散策路や街園が整備され、周囲の倉庫群とともに、その景観は皆さんお馴染みですよね。
その小樽運河で観光客が集中しているのは、運河に架かる浅草橋から中央橋の区間で、そこでは多くの観光客が記念撮影をして、運河沿いの散策を楽しんでいます。
ただ、運河は中央橋から北側(手宮方面)にも続いていて、運河沿いの散策路も引き続き整備されているのですが、そちらは何だか急にひっそりしていて、歩く人もまばらです。
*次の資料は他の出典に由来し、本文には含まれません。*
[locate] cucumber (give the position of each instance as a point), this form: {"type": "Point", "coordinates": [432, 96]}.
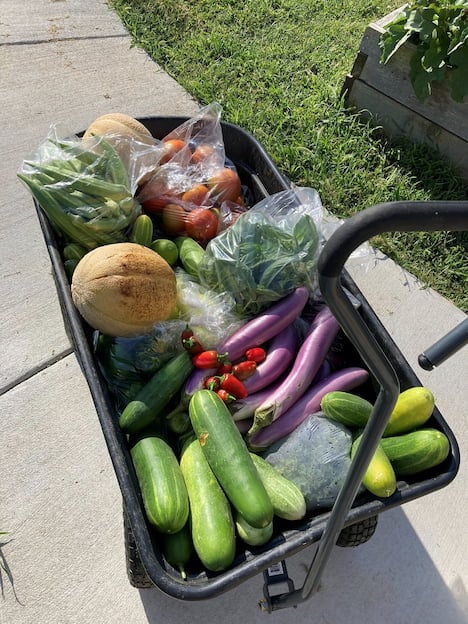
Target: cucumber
{"type": "Point", "coordinates": [142, 231]}
{"type": "Point", "coordinates": [416, 451]}
{"type": "Point", "coordinates": [413, 409]}
{"type": "Point", "coordinates": [155, 395]}
{"type": "Point", "coordinates": [229, 458]}
{"type": "Point", "coordinates": [162, 485]}
{"type": "Point", "coordinates": [379, 478]}
{"type": "Point", "coordinates": [250, 535]}
{"type": "Point", "coordinates": [167, 249]}
{"type": "Point", "coordinates": [346, 408]}
{"type": "Point", "coordinates": [178, 549]}
{"type": "Point", "coordinates": [287, 500]}
{"type": "Point", "coordinates": [211, 521]}
{"type": "Point", "coordinates": [190, 254]}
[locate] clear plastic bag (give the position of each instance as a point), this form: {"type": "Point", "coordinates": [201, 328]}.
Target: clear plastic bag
{"type": "Point", "coordinates": [84, 188]}
{"type": "Point", "coordinates": [191, 186]}
{"type": "Point", "coordinates": [316, 457]}
{"type": "Point", "coordinates": [267, 252]}
{"type": "Point", "coordinates": [209, 314]}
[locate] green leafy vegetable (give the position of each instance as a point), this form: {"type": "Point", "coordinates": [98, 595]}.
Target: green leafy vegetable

この先がどうなっていて、何があるのかよく知らない、ということで歩く人も少ないのかもしれませんが、実はここから北側の運河の風景も、なかなかどうして味わい深いんですよね。
まず、中央橋から賑わいを離れて静かな散策路を北に、次の竜宮橋まで歩くと、その先で運河の幅が広くなっているのが見えてきます。
ここから先が「北運河」と呼ばれるエリアで、幅は40mと昔のままなんですよね。
かつての運河の埋立てを巡る論争の末に幅半分を埋め立てた際、北側はそのままの状態で残されました。つまり、幅が広くなるところからは、昔の運河の姿を残しているんです。
現在の北運河は、そんな運河論争があったことなど、更には今現在、運河の南側が人気の観光スポットで賑わっているとさえも忘れてしまうくらい、ひっそりと静かな時間が流れてます。
その北運河の海側には、歴史ある北海製罐の工場と倉庫が建ち並び、周辺には古い石造りの倉庫もたくさん残っていて、小樽市の歴史的建造物に指定されている建物も多くあります。
北運河の端まで行くと、落ち着いた雰囲気の運河公園があり、その奥には重要文化財の旧日本郵船(株)小樽支店の堂々たる姿も見ることができます。
どうでしょう、小樽運河にきた際には、賑わいを離れて北運河まで足を伸ばしてみてはいかがでしょうか。そこには、昔の小樽の面影が残ってますよ。
さて、帰りは北運河を戻るか、そうだ、最近、旧手宮線の線路跡の遊歩道がここまで伸びてるので、線路跡を歩いて市街地まで戻るのもいいですね。